The subjects are surprisingly open about their lives, which makes the images poignant yet powerful. Sometimes the viewer feels like a voyeur intruding on a private moment – such as the glammed-up middle-aged woman in a basque, fascinator and green satin gloves amidst incongruous possessions: an old piano, washing basket, Scrabble set. Others are more surreal, such as the couple whose flat is crammed with vinyl albums and scattered fox terrier toys and books – carefully arranged to face the camera. ‘He’ sits studying a Laughing Clowns album cover, while ‘she’ is immersed in a photobook of the real fox terrier that sits, almost unseen, shyly in her lap.

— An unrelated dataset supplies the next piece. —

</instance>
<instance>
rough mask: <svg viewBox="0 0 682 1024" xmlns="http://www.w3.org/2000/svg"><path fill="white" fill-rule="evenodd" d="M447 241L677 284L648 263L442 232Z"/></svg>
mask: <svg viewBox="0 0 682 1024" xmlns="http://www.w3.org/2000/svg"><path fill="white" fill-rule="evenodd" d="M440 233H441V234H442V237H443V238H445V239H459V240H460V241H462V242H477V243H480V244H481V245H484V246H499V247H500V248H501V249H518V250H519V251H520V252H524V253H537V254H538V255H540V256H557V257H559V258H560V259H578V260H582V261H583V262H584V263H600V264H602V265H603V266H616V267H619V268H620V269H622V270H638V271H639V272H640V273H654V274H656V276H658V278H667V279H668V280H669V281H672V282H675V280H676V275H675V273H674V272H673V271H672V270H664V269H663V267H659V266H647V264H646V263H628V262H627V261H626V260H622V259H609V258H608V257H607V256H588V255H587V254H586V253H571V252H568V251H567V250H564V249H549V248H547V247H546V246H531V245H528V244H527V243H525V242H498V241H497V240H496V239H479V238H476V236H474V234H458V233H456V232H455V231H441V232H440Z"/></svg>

According to JJ, the key to the new project is collaboration: “When people got in touch, I asked them to think what they wanted to communicate about lockdown, and when they described it to me, I told them ‘That’s the photo’.“ JJ had to adapt to a new style of working, where the subjects themselves had to arrange the lighting and furniture and find props to create a scene representing their lockdown activities and preoccupations. Some of the resulting images convey a sense of a ‘tableau’, There is often an element of fantasy (one even involves a Punch and Judy show), many have a wry humour that make you smile.
In most cases, the photos are so detailed, so ‘close up and personal’, that it’s hard to believe they were taken through a window or door. JJ explains that he generally directed operations looking through a window using a camera with a 50mm lens mounted on a sink plunger stick. Not surprisingly, most participants live in houses or ground floor flats, although one couple (who live in a 3rd floor flat) were photographed through their car window instead. Other portraits, still in planning, involve a woman outside her flat on the sixth floor wearing a seagull costume; and a tableau that involves some flatmates wearing pigeon heads in Gotham alley (referencing Reservoir Dogs).
The project is still open but will be wound up as lockdown comes to an end. If you are keen to be photographed, JJ says there are still some opportunities. He also hopes that later in the year there will be an outdoor exhibition of all the portraits.